Je commence à m’inquiéter. Le visage de Martes, au quatrième verre de bière, flotte dans une légère brume. Sa main est posée sur la table, près de la mienne, et je vois ses poils bruns, ses solides jointures viriles et ses veines légèrement saillantes. J’amorce un léger mouvement de doigt dans sa direction mais, comme si nous étions reliés l’un à l’autre par un élastique passant sous la table, elle se rétracte en un éclair. Telle une écrevisse dans son trou.
Je le regarde dans les yeux. Son visage affiche un sourire bienveillant, ouvert et compréhensif. Il me paraît à la fois incroyablement désirable et totalement inconnu. Ses prunelles sont des icones d’ordinateur, d’indéchiffrables pictogrammes derrière lesquels se cachent une infinité de merveilles, réservées aux seuls initiés.
"Pourquoi cette invitation ? Qu’est-ce que tu voulais ?"
Martes se carre sur sa chaise. Si décontracté. Si insouciant.
"Bavarder agréablement.
– Rien d’autre ?"
Il me regarde comme si je venais de révéler de moi quelque chose de nouveau, quelque chose de gênant mais de négligeable, tout bien considéré. Un fait peut-être légèrement compromettant, mais sans grande conséquence pour de bonnes relations de travail. Comme un déodorant qui vous lâche.

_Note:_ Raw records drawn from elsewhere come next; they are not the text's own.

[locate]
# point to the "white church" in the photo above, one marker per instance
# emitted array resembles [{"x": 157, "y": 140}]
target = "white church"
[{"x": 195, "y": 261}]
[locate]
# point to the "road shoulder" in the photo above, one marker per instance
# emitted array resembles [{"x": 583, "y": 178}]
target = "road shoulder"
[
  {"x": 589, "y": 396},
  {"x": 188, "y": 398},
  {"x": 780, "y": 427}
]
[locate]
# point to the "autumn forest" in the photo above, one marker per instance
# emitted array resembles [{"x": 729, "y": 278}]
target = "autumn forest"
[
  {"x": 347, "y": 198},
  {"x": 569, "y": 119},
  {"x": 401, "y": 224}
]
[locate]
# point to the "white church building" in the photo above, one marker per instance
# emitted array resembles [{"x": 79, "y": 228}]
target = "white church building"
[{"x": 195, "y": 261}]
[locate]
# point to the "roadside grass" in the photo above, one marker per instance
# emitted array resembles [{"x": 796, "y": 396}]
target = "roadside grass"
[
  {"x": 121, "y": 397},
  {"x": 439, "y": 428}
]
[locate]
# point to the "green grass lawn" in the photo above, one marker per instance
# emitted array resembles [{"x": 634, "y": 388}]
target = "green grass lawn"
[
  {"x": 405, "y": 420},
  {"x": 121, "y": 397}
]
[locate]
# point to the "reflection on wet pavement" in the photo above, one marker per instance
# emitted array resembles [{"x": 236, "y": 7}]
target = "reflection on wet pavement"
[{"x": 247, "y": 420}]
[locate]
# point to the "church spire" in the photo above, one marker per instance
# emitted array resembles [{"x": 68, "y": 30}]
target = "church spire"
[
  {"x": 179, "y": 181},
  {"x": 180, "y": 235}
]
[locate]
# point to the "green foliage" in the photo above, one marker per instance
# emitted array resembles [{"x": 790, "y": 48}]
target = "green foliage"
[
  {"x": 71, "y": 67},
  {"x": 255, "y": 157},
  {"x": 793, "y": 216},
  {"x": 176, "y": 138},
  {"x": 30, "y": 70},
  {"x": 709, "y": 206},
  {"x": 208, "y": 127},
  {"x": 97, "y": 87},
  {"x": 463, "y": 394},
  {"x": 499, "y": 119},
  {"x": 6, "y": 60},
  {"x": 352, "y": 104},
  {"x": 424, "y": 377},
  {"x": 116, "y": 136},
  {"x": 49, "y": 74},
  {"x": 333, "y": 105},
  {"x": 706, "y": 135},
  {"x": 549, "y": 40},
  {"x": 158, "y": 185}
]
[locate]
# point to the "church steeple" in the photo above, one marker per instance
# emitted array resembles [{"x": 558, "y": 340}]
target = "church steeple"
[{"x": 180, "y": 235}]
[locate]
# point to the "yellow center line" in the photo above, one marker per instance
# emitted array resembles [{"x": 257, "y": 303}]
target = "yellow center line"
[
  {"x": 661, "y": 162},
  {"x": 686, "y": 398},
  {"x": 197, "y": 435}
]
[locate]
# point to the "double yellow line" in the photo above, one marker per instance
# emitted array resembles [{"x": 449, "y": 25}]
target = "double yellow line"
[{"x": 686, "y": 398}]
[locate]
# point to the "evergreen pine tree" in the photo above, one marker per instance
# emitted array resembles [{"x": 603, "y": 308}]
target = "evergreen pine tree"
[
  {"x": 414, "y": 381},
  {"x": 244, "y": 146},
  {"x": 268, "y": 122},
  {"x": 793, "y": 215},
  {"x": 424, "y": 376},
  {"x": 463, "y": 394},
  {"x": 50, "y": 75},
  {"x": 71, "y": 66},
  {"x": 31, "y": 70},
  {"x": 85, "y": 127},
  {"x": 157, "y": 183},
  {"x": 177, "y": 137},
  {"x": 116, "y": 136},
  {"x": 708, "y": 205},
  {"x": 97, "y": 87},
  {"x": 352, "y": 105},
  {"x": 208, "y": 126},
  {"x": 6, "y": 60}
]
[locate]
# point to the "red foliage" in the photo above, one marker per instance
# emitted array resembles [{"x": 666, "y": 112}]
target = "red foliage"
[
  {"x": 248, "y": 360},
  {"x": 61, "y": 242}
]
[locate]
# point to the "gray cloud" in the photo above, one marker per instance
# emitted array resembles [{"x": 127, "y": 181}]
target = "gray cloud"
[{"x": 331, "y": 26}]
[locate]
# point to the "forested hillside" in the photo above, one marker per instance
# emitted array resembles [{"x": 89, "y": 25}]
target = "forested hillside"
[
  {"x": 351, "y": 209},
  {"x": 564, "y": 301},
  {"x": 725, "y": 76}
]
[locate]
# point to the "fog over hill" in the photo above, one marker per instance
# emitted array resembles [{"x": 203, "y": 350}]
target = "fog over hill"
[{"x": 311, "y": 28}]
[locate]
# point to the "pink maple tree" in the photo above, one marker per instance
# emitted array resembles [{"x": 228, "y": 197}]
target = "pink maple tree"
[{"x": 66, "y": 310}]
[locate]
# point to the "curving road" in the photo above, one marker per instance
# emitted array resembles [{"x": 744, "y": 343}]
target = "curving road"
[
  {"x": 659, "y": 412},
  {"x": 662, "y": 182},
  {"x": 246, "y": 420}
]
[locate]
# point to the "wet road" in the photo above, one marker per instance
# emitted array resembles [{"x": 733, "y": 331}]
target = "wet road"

"Je vais être franc, ce n’est pas mon style."
Mon cœur explose en battements désordonnés et ma langue réagit plus vite que mon cerveau.
"C’est toi qui as commencé."
Quand, à l’école, on cherchait le coupable des bagarres de cour de récré, c’était là le plus important. Savoir qui avait commencé.
Et Martes, quand je poursuis, me regarde comme si j’étais complètement irresponsable.
"On n’en serait jamais arrivé là… si tu ne m’avais pas si clairement fait comprendre que tu étais disponible. Je t’ai déjà dit que la maîtrise de mes sentiments était un de mes points forts. Quand je n’ai pas de très solides raisons de croire que j’intéresse quelqu’un, je fais en sorte qu’il ne se passe strictement rien. Rien. Pas même dans un coin de mon cerveau, nom d’un chien."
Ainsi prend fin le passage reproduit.